Being able to execute non-native binaries in this fashion offers a number of advantages:

  • When cross-compiling software for a non-native platform, we could directly run a non-native toolchain on more powerful hardware.  This could help speed up package builds for older architectures inspite of the interpretation overhead.

  • We could transparently run software compiled for legacy architectures.  This could be of interest for organisations that need to run binaries built for old hardware that is no longer in production.

  • We may be able to transparently run software written for non-POSIX operating systems too, provided that we can translate NetBSD’s behavior to that expected by the software under emulation and vice-versa.

  • We could offer a selectively bug-compatible execution environment for old programs on newer systems, for example, propagating only security fixes while keeping other behavior unchanged.  This would allow older software to be run in an otherwise up to date and secure system.

Once implemented, we would progress from ‘Running NetBSD on a toaster’ to ‘Running NetBSD on NetBSD on a toaster’.

Speed-ups

  • Whenever the emulated non-native process issues a system call, the call would be translated to a native system call, which would then run at native speed inside the kernel.

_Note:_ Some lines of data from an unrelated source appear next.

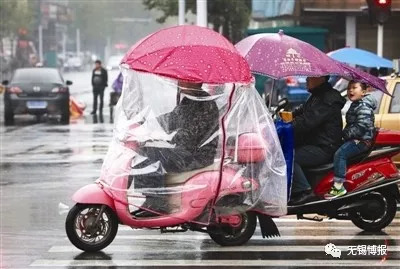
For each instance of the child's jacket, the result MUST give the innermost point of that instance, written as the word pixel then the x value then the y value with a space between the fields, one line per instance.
pixel 360 119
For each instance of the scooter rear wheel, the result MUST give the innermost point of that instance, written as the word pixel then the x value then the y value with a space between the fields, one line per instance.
pixel 83 231
pixel 377 215
pixel 235 236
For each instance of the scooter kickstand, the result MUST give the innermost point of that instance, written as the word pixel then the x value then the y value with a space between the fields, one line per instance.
pixel 315 218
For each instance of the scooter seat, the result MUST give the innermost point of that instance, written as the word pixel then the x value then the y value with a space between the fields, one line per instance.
pixel 180 178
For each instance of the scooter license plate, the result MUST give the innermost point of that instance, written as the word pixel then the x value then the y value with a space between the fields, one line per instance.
pixel 36 104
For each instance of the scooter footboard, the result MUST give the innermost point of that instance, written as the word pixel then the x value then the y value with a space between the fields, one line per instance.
pixel 93 194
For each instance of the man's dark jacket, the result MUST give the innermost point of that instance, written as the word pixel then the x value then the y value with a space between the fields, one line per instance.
pixel 319 121
pixel 99 79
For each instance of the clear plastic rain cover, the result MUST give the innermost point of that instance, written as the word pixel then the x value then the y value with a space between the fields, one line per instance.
pixel 171 154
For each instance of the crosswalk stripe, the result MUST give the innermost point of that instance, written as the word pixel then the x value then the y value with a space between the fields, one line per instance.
pixel 209 263
pixel 247 248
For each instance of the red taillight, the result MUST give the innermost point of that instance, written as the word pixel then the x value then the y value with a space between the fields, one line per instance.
pixel 59 90
pixel 14 90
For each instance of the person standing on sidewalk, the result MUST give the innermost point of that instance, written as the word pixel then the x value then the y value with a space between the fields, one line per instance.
pixel 99 83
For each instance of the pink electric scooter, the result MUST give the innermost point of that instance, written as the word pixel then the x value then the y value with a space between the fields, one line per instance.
pixel 92 223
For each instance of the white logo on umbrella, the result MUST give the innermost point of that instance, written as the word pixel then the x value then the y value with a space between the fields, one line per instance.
pixel 294 61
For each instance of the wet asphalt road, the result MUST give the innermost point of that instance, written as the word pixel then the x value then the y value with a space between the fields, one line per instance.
pixel 42 164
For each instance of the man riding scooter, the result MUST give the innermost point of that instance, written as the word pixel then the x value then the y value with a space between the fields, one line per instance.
pixel 192 119
pixel 317 130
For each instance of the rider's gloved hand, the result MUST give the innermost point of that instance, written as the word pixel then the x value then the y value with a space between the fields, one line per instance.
pixel 286 116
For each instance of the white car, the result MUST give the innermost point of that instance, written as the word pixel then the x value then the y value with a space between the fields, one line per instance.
pixel 114 61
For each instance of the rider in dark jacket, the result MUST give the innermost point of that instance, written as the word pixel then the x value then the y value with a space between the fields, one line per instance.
pixel 318 133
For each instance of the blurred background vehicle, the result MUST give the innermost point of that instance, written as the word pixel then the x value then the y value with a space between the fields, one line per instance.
pixel 36 91
pixel 114 61
pixel 73 62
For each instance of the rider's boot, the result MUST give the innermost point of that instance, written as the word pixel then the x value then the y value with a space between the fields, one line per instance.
pixel 306 197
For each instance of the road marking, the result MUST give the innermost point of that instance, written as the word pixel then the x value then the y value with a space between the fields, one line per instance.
pixel 258 237
pixel 295 228
pixel 139 249
pixel 208 263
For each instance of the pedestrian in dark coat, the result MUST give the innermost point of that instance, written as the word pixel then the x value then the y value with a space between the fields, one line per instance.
pixel 99 83
pixel 318 131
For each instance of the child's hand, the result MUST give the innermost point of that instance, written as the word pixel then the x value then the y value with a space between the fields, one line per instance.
pixel 286 116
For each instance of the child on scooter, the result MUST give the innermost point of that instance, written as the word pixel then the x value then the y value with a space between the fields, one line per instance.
pixel 357 134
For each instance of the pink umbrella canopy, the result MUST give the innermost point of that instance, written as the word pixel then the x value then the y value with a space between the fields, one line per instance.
pixel 361 76
pixel 279 56
pixel 190 53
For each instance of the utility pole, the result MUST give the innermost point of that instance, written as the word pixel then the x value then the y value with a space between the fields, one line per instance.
pixel 201 12
pixel 78 42
pixel 40 31
pixel 181 12
pixel 380 40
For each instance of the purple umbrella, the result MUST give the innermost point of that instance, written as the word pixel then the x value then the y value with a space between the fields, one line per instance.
pixel 279 56
pixel 361 76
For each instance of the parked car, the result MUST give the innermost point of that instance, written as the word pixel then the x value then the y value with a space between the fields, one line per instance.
pixel 114 61
pixel 73 63
pixel 387 113
pixel 36 91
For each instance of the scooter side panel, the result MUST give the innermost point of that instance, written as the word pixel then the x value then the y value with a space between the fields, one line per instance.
pixel 360 175
pixel 93 194
pixel 193 201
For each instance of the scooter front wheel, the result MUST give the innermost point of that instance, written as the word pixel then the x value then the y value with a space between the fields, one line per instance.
pixel 91 227
pixel 235 236
pixel 378 213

  • For dynamically-linked non-native executables, we could look at making function calls into shared objects that are available natively (like libc) to switch into “native mode”, allowing even more of the emulated program’s execution to run at native speed.[4]

Why Take Up This Project?

{ For GSoC applicants }

The project’s implementors will gain a deep understanding in how both modern and legacy systems actually work.  They would gain insights:

  • Into instruction set architectures, both old and new.

  • Into the process of linking & loading in diverse operating systems.

  • Into what ‘POSIX compatibility’ actually entails.

  • Into the kernel’s VM and process handling code.

  • Into the ELF file format.

  • And into other areas in computer science and engineering.

Dyninst

LGPL-licensed tools for binary instrumentation and modification.

GXEmul

A BSD-licensed architecture emulator.  The instruction emulation code in this project could possibly be reused (https://gavare.se/gxemul/).

QEMU

A GPL-licensed machine emulator that additionally offers “user-mode” emulation (https://www.qemu.org/).

History

NOTE: This project idea was originally posted on FreeBSD’s Summer of Code page on Apr 22, 2006, titled The Arbitrary Interpreter Hack:

The Arbitrary Interpreter Hack
Allow FreeBSD™ binaries for non-native CPU architectures to be emulated by having these 'interpreted' by an instruction set emulator.  This work would allow FreeBSD/{ARM,MIPS,PowerPC} executables to run on a FreeBSD/i386 or FreeBSD/amd64 host.  This project requires an in-depth study of machine ABIs and of Unix semantics.  It has a small kernel component and also involves effort in making the instruction set emulator robust.

1. And modulo other corner-cases, such as using ptrace(2) on such processes.
2. See the POSIX specification for the exec family of APIs.
3. QEMU calls this mode of operation User-Mode Emulation emulation.
4. Implementing stack backtraces for such mixed-mode execution would be interesting, to say the least.